17 May, 2010
Posted by Bhavin Turakhia
Since my discussion thread on the efficiency of the in-memory data structure of ZeroMQ with Martin Sustrik, I have been reading up a bit by bit on efficient data structures, primarily from the perspective of memory utilization. Data structures that provide constant lookup time with minimal memory utilization can give a significant performance boost since access to CPU cache is considerably faster than access to RAM. This post is a compendium of a few data structures I came across and salient aspects about them
Judy arrays http://judy.sourceforge.net/doc/10minutes.htm
Excerpt: A Judy tree is generally faster than and uses less memory than contemporary forms of trees such as binary (AVL) trees, b-trees, and skip-lists. When used in the “Judy Scalable Hashing” configuration, Judy is generally faster then a hashing method at all populations. A (CPU) cache-line fill is additional time required to do a read reference from RAM when a word is not found in cache. In today’s computers the time for a cache-line fill is in the range of 50..2000 machine instructions. Therefore a cache-line fill should be avoided when fewer than 50 instructions can do the same job. Judy rarely compromises speed/space performance for simplicity (Judy will never be called simple except at the API). Judy is designed to avoid cache-line fills wherever possible. The Achilles heel of a simple digital tree is very poor memory utilization, especially when the N in N-ary (the degree or fanout of each branch) increases. The Judy tree design was able to solve this problem. In fact a Judy tree is more memory-efficient than almost any other competitive structure (including a simple linked list).

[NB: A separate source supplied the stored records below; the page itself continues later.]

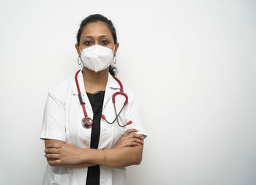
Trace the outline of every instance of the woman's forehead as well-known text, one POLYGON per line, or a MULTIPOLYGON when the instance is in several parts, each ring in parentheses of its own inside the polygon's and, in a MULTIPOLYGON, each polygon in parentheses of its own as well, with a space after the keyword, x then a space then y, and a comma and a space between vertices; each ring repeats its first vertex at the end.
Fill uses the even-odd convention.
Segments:
POLYGON ((109 36, 113 38, 112 33, 107 23, 102 21, 97 21, 88 23, 83 29, 81 38, 86 36, 99 37, 102 35, 109 36))

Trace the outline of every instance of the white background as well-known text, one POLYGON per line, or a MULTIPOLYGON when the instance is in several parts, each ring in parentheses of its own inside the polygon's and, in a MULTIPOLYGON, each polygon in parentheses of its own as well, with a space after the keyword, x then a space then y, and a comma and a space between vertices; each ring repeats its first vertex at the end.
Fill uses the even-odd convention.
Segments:
POLYGON ((80 21, 113 20, 146 140, 129 184, 256 184, 255 1, 0 1, 0 184, 40 184, 48 91, 79 69, 80 21))

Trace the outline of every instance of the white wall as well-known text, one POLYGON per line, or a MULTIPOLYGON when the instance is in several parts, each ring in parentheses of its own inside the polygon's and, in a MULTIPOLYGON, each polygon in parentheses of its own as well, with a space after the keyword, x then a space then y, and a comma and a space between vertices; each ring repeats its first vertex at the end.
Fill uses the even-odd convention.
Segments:
POLYGON ((148 137, 129 184, 256 184, 255 1, 0 1, 0 184, 39 184, 48 91, 78 69, 80 21, 116 26, 148 137))

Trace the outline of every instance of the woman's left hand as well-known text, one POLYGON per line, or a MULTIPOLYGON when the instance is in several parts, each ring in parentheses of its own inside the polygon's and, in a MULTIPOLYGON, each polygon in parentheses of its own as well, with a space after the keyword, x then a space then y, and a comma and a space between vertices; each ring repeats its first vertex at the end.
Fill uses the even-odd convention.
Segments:
POLYGON ((48 163, 52 166, 83 162, 84 149, 73 144, 50 143, 45 152, 45 156, 51 159, 48 163))

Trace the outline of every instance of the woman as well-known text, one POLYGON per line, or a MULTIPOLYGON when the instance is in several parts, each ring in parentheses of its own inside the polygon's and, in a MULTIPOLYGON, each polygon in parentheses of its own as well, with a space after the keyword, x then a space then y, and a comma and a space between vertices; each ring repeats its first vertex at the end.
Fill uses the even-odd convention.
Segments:
POLYGON ((114 77, 115 28, 91 15, 77 42, 83 69, 49 92, 45 107, 40 138, 49 165, 42 184, 125 184, 125 167, 140 163, 146 134, 136 95, 114 77))

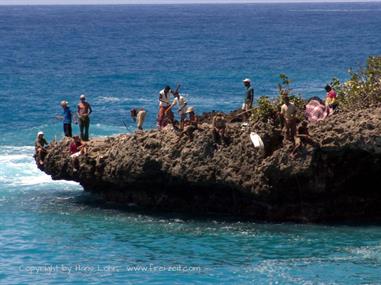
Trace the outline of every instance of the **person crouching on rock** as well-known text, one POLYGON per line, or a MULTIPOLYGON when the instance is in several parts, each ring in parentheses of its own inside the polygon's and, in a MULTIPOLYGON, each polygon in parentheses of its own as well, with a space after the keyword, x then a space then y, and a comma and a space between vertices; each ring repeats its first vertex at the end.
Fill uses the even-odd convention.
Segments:
POLYGON ((91 106, 86 102, 86 96, 82 94, 79 97, 79 103, 77 106, 77 116, 79 123, 79 131, 81 133, 81 139, 84 141, 89 140, 89 128, 90 128, 90 114, 93 112, 91 106))
POLYGON ((198 119, 196 116, 196 113, 194 112, 193 107, 189 107, 185 115, 188 116, 188 118, 185 117, 184 119, 184 130, 180 133, 179 139, 183 136, 186 135, 189 137, 190 141, 193 141, 193 133, 198 130, 198 119))
POLYGON ((337 95, 335 90, 333 90, 332 87, 328 84, 324 87, 324 89, 327 92, 327 96, 325 98, 325 106, 328 108, 327 112, 329 115, 333 113, 333 111, 337 107, 337 102, 336 102, 337 95))
POLYGON ((70 157, 73 159, 73 170, 77 171, 79 169, 78 157, 87 152, 87 145, 81 141, 79 136, 74 136, 70 146, 70 157))
POLYGON ((165 88, 160 91, 159 114, 157 117, 159 130, 166 126, 167 121, 171 122, 175 128, 173 112, 170 110, 171 103, 169 102, 171 94, 173 94, 173 91, 169 86, 165 86, 165 88))
POLYGON ((280 114, 286 128, 286 139, 295 144, 297 110, 295 105, 290 102, 288 96, 284 96, 283 100, 284 104, 281 107, 280 114))
POLYGON ((226 119, 221 114, 218 113, 216 116, 213 117, 213 140, 217 144, 224 144, 225 143, 225 130, 226 130, 226 119))
POLYGON ((37 159, 38 165, 42 166, 44 165, 44 159, 46 154, 48 153, 45 146, 48 145, 48 142, 44 138, 43 132, 37 133, 37 138, 35 142, 35 158, 37 159))
POLYGON ((318 142, 315 142, 308 131, 308 123, 306 121, 303 121, 300 126, 298 127, 297 134, 295 136, 295 148, 292 151, 291 155, 295 156, 296 153, 307 144, 312 145, 313 147, 320 147, 320 144, 318 142))

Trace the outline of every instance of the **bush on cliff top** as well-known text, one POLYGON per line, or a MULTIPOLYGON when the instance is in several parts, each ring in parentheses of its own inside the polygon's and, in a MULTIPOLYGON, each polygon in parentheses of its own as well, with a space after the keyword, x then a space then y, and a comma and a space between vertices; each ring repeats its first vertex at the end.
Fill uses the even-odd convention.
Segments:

HAT-trie – a cache concious trie http://portal.acm.org/citation.cfm?id=1273761
Excerpt: Tries are the fastest tree-based data structures for managing strings in-memory, but are space-intensive. The burst-trie is almost as fast but reduces space by collapsing trie-chains into buckets. This is not however, a cache-conscious approach and can lead to poor performance on current processors. In this paper, we introduce the HAT-trie, a cache-conscious trie-based data structure that is formed by carefully combining existing components. We evaluate performance using several real-world datasets and against other high-performance data structures. We show strong improvements in both time and space; in most cases approaching that of the cache-conscious hash table. Our HAT-trie is shown to be the most efficient trie-based data structure for managing variable-length strings in-memory while maintaining sort order.
Burst Trie http://goanna.cs.rmit.edu.au/~jz/fulltext/acmtois02.pdf
Excerpt: Many applications depend on efficient management of large sets of distinct strings in memory. We propose a new data structure, the burst trie, that has significant advantages over existing options for such applications: it requires no more memory than a binary tree; it is as fast as a trie; and, while not as fast as a hash table, a burst trie maintains the strings in sorted or near-sorted order. These experiments show that the burst trie is particularly effective for the skewed frequency distributions common in text collections, and dramatically outperforms all other data structures for the task of managing strings while maintaining sort order.
Radix trie (aka Patricia trie) http://en.wikipedia.org/wiki/Radix_tree
Excerpt: The radix tree is easiest to understand as a space-optimized trie where each node with only one child is merged with its child. Unlike balanced trees, radix trees permit lookup, insertion, and deletion in O(k) time rather than O(log n)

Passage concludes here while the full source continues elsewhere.